Toutes ces décorations, ces débauches de richesses dépensées par les riches pour se racheter une âme, avoir sa petit place au paradis, ces vanités, prenant racine dans l’exploitation de leurs semblables, me dégoûte malgré la beauté du résultat.




En revanche, je suis surpris de la ferveur religieuse, bien visible dans les églises, comme je l’avais déjà vu au Portugal.

Le séjour sera trop court pour réussir à sentir quoi que ce soit d’autre que ce que tous les touristes ressentent pour Saragosse.

Par habitude, je prends quelques images que je crois pouvoir appartenir à ce que certains habitants vivent, mais je n’en suis pas très sûr…

Le lendemain, nous revenons dans le quartier de la veille au soir. Celui-ci semble être un autre coin de la ville.

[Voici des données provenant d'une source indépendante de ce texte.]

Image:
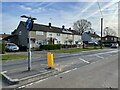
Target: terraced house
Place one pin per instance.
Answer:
(45, 34)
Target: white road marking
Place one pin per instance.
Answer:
(4, 72)
(84, 60)
(100, 57)
(28, 84)
(21, 87)
(41, 80)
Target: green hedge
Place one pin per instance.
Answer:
(50, 47)
(2, 47)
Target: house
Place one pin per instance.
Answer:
(44, 34)
(2, 36)
(88, 37)
(110, 39)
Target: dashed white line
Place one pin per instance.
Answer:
(41, 80)
(100, 57)
(84, 60)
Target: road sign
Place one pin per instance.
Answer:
(29, 24)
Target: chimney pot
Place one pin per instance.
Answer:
(49, 24)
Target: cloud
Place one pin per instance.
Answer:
(25, 7)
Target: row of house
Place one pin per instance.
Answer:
(44, 34)
(48, 34)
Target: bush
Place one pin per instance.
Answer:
(2, 47)
(50, 47)
(22, 48)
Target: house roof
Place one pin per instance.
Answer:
(46, 28)
(93, 35)
(8, 37)
(109, 36)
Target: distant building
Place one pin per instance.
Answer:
(2, 36)
(90, 37)
(110, 39)
(44, 34)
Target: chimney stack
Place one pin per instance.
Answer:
(70, 28)
(49, 24)
(63, 27)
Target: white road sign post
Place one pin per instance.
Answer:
(29, 26)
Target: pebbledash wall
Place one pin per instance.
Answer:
(41, 33)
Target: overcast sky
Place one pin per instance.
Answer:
(60, 13)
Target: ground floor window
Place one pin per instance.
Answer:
(40, 42)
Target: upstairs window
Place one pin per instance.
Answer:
(39, 33)
(58, 34)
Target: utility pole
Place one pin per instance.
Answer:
(101, 32)
(29, 26)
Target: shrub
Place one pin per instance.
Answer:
(2, 47)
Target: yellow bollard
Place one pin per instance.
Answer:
(50, 60)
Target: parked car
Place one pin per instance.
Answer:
(115, 45)
(11, 47)
(107, 44)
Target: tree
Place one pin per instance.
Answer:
(82, 25)
(109, 31)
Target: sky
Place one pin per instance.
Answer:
(59, 13)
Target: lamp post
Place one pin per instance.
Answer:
(29, 26)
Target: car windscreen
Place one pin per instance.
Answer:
(11, 45)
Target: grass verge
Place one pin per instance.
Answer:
(12, 57)
(73, 50)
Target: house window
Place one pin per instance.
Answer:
(20, 32)
(50, 34)
(106, 39)
(58, 42)
(39, 42)
(39, 33)
(58, 34)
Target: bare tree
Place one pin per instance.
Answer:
(109, 31)
(82, 25)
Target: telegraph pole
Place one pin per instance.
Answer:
(101, 32)
(29, 26)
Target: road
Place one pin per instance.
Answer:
(100, 74)
(84, 67)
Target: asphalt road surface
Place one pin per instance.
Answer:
(99, 74)
(80, 70)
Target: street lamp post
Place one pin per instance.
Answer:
(101, 32)
(29, 26)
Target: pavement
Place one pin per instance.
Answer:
(100, 74)
(63, 63)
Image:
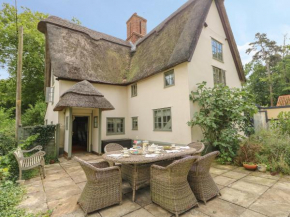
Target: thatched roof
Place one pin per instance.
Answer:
(85, 95)
(78, 53)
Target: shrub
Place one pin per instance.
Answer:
(223, 117)
(282, 124)
(268, 147)
(10, 196)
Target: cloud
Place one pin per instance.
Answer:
(246, 58)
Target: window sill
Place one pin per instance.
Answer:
(221, 61)
(169, 86)
(162, 130)
(114, 134)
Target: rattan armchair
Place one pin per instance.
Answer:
(200, 180)
(33, 161)
(103, 187)
(169, 186)
(199, 146)
(113, 147)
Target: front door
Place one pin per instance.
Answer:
(80, 132)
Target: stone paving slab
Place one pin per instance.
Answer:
(157, 210)
(138, 213)
(221, 208)
(64, 206)
(249, 187)
(241, 198)
(250, 213)
(62, 192)
(222, 180)
(234, 175)
(126, 207)
(259, 180)
(274, 202)
(244, 193)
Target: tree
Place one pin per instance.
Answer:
(258, 76)
(266, 51)
(33, 55)
(224, 114)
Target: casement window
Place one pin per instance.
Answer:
(162, 119)
(217, 50)
(133, 90)
(169, 79)
(219, 76)
(134, 123)
(49, 95)
(115, 126)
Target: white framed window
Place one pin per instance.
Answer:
(219, 76)
(217, 50)
(115, 126)
(134, 123)
(162, 119)
(169, 79)
(49, 95)
(134, 90)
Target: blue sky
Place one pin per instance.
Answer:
(247, 17)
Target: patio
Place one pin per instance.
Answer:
(244, 193)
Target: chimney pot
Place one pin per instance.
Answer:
(136, 28)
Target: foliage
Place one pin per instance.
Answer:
(223, 116)
(34, 115)
(33, 55)
(282, 124)
(267, 147)
(10, 196)
(9, 165)
(46, 135)
(270, 67)
(7, 132)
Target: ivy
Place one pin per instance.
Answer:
(224, 117)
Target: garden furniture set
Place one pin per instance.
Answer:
(30, 162)
(177, 178)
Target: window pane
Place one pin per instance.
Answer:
(162, 119)
(169, 78)
(217, 50)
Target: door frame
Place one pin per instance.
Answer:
(89, 142)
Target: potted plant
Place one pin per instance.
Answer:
(250, 165)
(262, 167)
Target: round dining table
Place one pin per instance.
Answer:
(138, 159)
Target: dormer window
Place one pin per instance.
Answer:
(217, 50)
(169, 79)
(133, 90)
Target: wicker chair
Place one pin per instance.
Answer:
(113, 147)
(199, 146)
(103, 187)
(200, 180)
(170, 188)
(27, 163)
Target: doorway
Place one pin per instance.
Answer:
(80, 134)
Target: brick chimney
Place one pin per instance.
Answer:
(136, 28)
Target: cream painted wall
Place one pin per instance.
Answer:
(200, 68)
(152, 95)
(50, 115)
(66, 133)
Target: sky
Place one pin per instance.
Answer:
(247, 17)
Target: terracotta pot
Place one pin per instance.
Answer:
(250, 167)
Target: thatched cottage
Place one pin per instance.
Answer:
(101, 88)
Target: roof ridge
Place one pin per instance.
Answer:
(160, 26)
(96, 35)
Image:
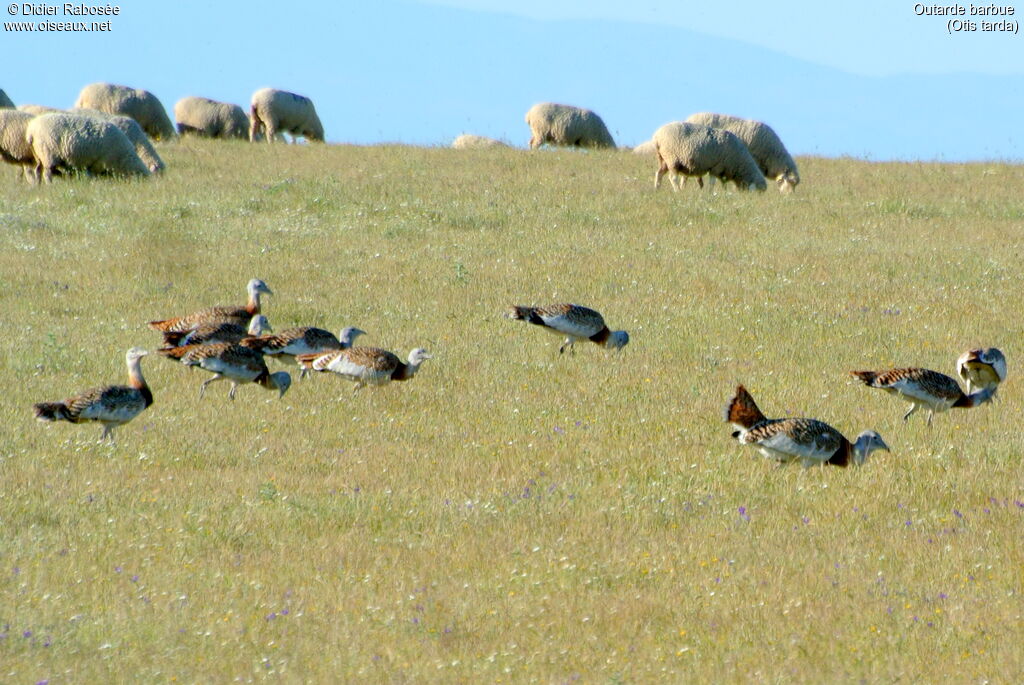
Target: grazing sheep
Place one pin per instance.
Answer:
(135, 134)
(645, 147)
(141, 105)
(36, 110)
(210, 119)
(566, 125)
(275, 112)
(13, 147)
(469, 141)
(71, 141)
(688, 150)
(765, 145)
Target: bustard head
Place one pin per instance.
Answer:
(257, 286)
(349, 334)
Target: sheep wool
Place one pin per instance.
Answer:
(689, 150)
(645, 147)
(135, 134)
(72, 141)
(275, 112)
(141, 105)
(210, 119)
(13, 147)
(566, 125)
(765, 145)
(36, 110)
(469, 141)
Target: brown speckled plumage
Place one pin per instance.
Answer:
(229, 361)
(111, 405)
(366, 366)
(225, 314)
(924, 388)
(808, 440)
(572, 320)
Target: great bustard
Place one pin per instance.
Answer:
(111, 405)
(227, 314)
(808, 440)
(305, 340)
(208, 334)
(924, 388)
(232, 362)
(572, 320)
(982, 368)
(366, 366)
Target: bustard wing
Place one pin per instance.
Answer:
(365, 362)
(572, 319)
(228, 359)
(112, 402)
(922, 384)
(239, 315)
(305, 340)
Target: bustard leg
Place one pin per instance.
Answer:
(202, 388)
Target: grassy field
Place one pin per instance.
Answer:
(511, 515)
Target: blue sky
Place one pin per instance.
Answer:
(872, 81)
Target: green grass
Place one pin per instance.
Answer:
(511, 515)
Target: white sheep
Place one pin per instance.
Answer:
(566, 125)
(141, 105)
(134, 132)
(689, 150)
(72, 141)
(645, 147)
(275, 112)
(210, 119)
(767, 148)
(36, 110)
(469, 141)
(13, 147)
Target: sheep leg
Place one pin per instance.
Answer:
(662, 170)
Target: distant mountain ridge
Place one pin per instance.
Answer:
(410, 73)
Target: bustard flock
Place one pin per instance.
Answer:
(232, 343)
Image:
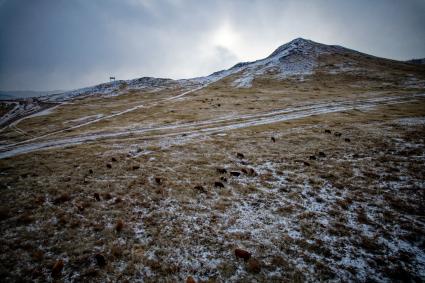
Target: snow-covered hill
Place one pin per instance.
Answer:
(297, 58)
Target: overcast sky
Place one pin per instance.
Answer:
(66, 44)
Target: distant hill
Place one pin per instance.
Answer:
(15, 94)
(416, 61)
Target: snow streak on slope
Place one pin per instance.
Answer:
(216, 125)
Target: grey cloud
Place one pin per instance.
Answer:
(62, 44)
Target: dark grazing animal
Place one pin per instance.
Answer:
(218, 185)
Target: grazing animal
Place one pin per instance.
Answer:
(100, 260)
(242, 254)
(57, 268)
(200, 189)
(119, 226)
(249, 171)
(240, 155)
(218, 185)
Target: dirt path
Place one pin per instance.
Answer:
(211, 126)
(176, 97)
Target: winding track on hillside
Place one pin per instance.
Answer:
(210, 126)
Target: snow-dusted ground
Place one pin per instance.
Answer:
(205, 127)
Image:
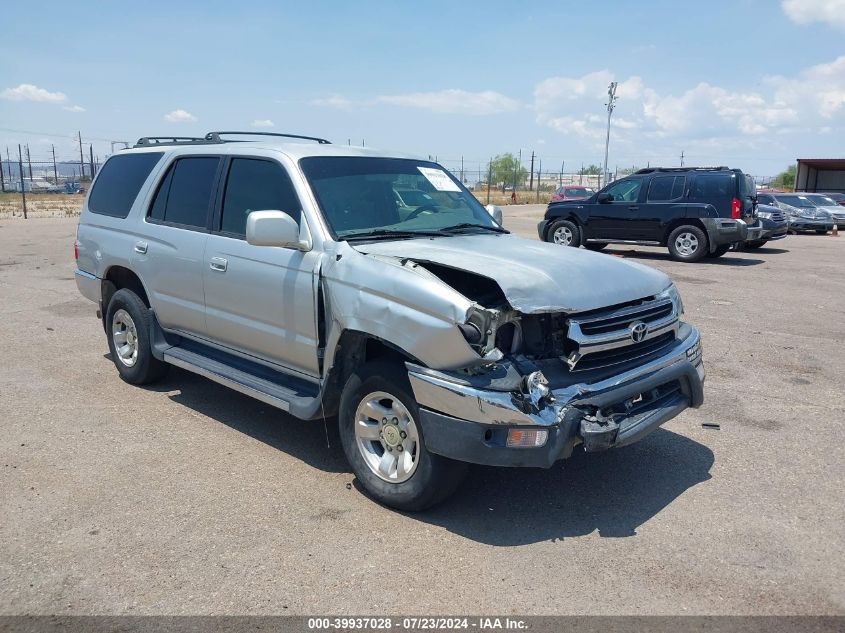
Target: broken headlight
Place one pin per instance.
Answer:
(672, 293)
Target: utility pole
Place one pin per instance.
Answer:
(55, 171)
(531, 179)
(23, 184)
(611, 103)
(81, 159)
(489, 177)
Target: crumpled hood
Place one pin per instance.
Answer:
(535, 276)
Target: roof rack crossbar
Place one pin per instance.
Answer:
(145, 141)
(214, 137)
(651, 170)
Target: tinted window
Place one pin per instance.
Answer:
(709, 186)
(184, 195)
(119, 181)
(666, 188)
(256, 185)
(625, 190)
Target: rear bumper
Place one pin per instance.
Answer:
(722, 231)
(469, 424)
(89, 285)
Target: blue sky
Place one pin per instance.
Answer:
(750, 83)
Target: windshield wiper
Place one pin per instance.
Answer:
(470, 225)
(390, 233)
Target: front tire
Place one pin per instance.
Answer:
(128, 332)
(381, 434)
(688, 243)
(565, 233)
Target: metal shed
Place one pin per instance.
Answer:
(820, 174)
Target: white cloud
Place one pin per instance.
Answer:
(179, 116)
(333, 101)
(29, 92)
(831, 12)
(450, 101)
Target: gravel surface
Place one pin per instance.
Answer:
(188, 498)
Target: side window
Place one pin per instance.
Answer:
(256, 185)
(625, 190)
(120, 181)
(663, 188)
(184, 196)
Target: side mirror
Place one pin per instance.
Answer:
(495, 212)
(273, 228)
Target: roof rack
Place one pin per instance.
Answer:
(146, 141)
(651, 170)
(215, 136)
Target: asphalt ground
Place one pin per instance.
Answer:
(188, 498)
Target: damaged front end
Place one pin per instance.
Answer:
(545, 383)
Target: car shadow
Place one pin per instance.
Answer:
(613, 492)
(728, 259)
(314, 442)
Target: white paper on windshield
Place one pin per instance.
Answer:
(439, 179)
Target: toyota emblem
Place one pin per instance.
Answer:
(638, 331)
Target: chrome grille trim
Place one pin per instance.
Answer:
(612, 329)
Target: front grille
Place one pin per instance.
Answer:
(618, 335)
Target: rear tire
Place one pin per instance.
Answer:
(128, 332)
(390, 458)
(688, 243)
(564, 233)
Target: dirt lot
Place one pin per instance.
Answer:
(188, 498)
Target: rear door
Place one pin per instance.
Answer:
(664, 201)
(615, 218)
(260, 300)
(169, 254)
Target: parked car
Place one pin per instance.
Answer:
(806, 212)
(288, 271)
(571, 192)
(695, 212)
(774, 223)
(837, 197)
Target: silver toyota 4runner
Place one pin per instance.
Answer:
(327, 280)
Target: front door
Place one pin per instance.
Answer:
(260, 300)
(612, 219)
(168, 254)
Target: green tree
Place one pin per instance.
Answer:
(506, 170)
(592, 170)
(785, 179)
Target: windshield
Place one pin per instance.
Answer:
(797, 201)
(363, 195)
(822, 201)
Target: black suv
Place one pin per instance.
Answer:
(695, 211)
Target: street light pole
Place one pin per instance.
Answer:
(611, 103)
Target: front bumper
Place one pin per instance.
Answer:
(469, 424)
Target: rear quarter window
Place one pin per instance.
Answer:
(119, 182)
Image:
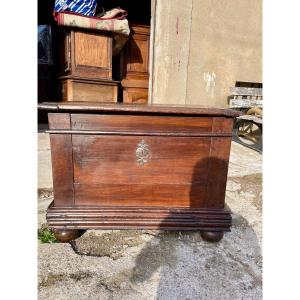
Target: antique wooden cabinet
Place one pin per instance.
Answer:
(86, 66)
(86, 53)
(138, 167)
(135, 66)
(92, 90)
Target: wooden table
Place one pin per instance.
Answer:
(118, 166)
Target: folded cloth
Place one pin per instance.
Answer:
(83, 7)
(113, 21)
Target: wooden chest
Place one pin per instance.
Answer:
(139, 167)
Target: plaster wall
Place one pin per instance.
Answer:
(201, 48)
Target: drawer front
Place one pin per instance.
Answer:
(76, 90)
(135, 95)
(143, 124)
(140, 170)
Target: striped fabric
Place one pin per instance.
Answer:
(83, 7)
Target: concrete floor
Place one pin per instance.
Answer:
(163, 265)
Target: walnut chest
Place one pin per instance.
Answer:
(118, 166)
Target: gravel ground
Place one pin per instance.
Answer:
(164, 265)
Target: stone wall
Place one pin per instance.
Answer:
(201, 48)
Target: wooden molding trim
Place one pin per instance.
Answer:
(113, 217)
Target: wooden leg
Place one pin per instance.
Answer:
(66, 235)
(212, 236)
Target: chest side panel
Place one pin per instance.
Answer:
(140, 170)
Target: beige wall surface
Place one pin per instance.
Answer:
(201, 48)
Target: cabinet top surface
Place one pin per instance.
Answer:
(120, 108)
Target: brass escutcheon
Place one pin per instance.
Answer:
(142, 153)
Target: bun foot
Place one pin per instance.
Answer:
(212, 236)
(66, 235)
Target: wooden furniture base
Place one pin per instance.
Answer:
(139, 167)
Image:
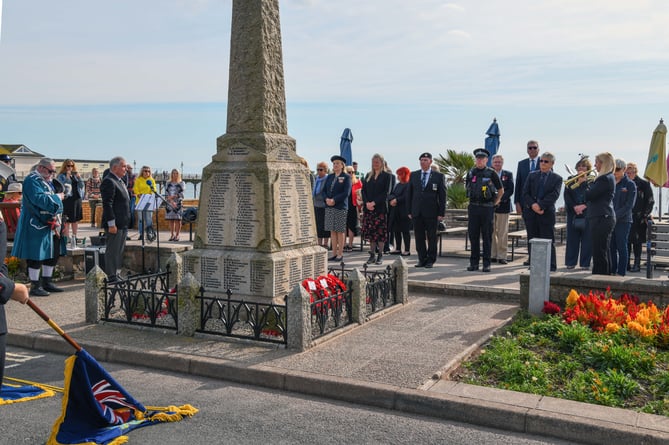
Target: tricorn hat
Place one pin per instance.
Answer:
(481, 153)
(15, 187)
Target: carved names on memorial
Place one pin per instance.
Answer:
(233, 212)
(294, 225)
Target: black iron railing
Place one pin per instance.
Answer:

Nous ne retrouvons pas tous les bars et restaurants dont les rideaux de fer fermés les font disparaitre complètement.

La ville a deux visages, un pour le jour et un autre pour la nuit.

Nous nous retrouvons rapidement dans un quartier très animé aux ruelles étroites rempli de restaurants et de bars. Nous en choisissons un en fonction de sa carte et des propositions végétariennes de celle-ci.




Malgré la fatigue, je prends une bière et tente de me laisser pénétrer par les vibrations de ce quartier à défaut de pouvoir encore tenter de saisir la ville.